My husband constantly tells me they play me like a fiddle... the sad eyes just really get to me! And especially because they can't talk back and say "oh mom, I am not really upset... I was just trying to make you feel bad," I feel bad for days. Ergo, they get snacks and pets ALL day long!


----------



## Mssjnnfer (Aug 9, 2009)

LOL I'm glad I'm not the only one.  

He just wanted to see New Moon too! He heard there were werewolves in it!


----------



## LizShort (May 19, 2009)

Mssjnnfer said:


> Gary and I went on a date tonight... it was seriously the first time I've done something "fun" in a LONG TIME. It was a movie, so the dogs had to be in their kennels for a couple of hours.
> 
> I came home, went to let them out and Mojo was doing the chattery mouth thing, but it was totally breaking my heart!



LOL I have only heard the chattery mouth thing twice, once when something dropped on Jake's paw and the other time when he had a bad dream. Both times he came in for the full body cuddle and whimpered for three or four minutes. 

when I played the video, Jake, who has been completely knocked out from swimming and running and then a warm bath, sat up and looked worriedly over at me. So funny!!


----------



## Devon (Nov 29, 2009)

Lol!
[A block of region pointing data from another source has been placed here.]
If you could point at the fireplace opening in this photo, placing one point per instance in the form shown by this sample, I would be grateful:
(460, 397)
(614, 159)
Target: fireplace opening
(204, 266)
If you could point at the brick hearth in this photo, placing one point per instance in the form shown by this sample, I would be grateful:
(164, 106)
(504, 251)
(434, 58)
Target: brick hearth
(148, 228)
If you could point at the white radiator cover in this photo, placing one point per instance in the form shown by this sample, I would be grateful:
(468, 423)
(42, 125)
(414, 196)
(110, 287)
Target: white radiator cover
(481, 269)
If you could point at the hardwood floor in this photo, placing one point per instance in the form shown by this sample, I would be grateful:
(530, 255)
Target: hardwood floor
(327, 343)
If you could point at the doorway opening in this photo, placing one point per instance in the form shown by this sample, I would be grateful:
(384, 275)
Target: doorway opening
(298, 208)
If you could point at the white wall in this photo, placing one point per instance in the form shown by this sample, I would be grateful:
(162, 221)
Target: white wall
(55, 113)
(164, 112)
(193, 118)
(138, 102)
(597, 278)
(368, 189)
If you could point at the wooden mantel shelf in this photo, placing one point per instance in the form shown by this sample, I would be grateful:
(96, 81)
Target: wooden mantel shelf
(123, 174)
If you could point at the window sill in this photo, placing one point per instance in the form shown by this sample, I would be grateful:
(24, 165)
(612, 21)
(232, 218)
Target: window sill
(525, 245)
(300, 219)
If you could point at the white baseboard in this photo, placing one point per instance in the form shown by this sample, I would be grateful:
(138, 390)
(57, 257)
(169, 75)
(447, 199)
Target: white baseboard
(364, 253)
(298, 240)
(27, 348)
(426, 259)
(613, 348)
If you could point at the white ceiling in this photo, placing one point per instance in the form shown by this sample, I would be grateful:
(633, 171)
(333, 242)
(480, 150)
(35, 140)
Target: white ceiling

I work at a kennel, and many of the dogs there _always_ make me feel guilty for keeping them in their own separate runs, particularly the Goldens (who mush themselves up against the kennel mesh to be petted by roaming fingers).


----------



## goldensmum (Oct 23, 2007)

Poor boy, and so you should feel guilty,LOL, I know I would. Whenever we leave Quinn & Reeva, they always go and lay in the bay window, and when we return we are greeted by 2 pairs of very sad eyes as if we have been away for weeks instead of an hour.

I'm sure you are forgiven now though, until the next time


----------



## LifeOfRiley (Nov 2, 2007)

LOL - Riley makes me feel guilty every time I leave the house without him. 
I work from home, so the boys are used to me being here with them. Riley seems to think that it should be that way all the time and I should never leave the house. 
He isn't too bad when I leave. He'll give me the 'sad face', but he _really_ pours it on when I return home. I can be gone for an hour, and the way he carries on you'd think I'd been gone for a week. Whining, crying, jumping up, licking my whole face, chewing on my thumb. He just goes nuts. I'm a sap, I know ... but it makes me feel guilty for leaving him.


----------



## Merlins mom (Jun 20, 2007)

Merlin doesn't make me feel guilty when I leave, I do it to myself! He does get mad sometimes though. Like late this afternoon when I took my foster Reggie for a walk first (needed to get his in before it started getting dark because he's so unpredictable). Merlin was watching us leave through the window and he was giving me his mad "how DARE you leave me" bark! I felt soooo guilty! Even though I know better!


----------



## unclelar (Oct 10, 2009)

One day after taking them to play at the lake and we were on our way home Buddy was being extra annoying we finally figured he had to go. We were on the interstate and couldn't pull off and he did it in the car. I felt so bad and reading his body language so did he.


----------



## Zeppelin (Jun 28, 2009)

If i put on my jacket or shoes, Zep goes and sits by the door. If he is not coming with me, i tell him to "back up" and he'll back up into the living room and give me this "PLEASE, PLEASE, PLEASE CAN I GO WITH YOU" look. He looks oh so sad when he knows we are leaving without him. It's too funny, but he breaks my heart.


----------



## AquaClaraCanines (Mar 5, 2006)

Rig. He STARES at me and looks heartbroken. I love him to pieces. It kills me. I usually end up saying, "Oh, okay, come on!" since I don't go many places a dog couldn't come anyway.


----------



## Ljilly28 (Jan 22, 2008)

When I played your video, all three of my goldens dashed over to my laptop and stared at it. I feel guilty whenever I leave them, even though I know it's crazy.


----------



## esSJay (Apr 13, 2009)

Awww!!! Mojo made ME feel guilty, too!

Molson makes me feel guilty when I leave him to go to the bathroom! 

I want to know who taught Molson the sad puppy dog eyes look? It sure wasn't me!


----------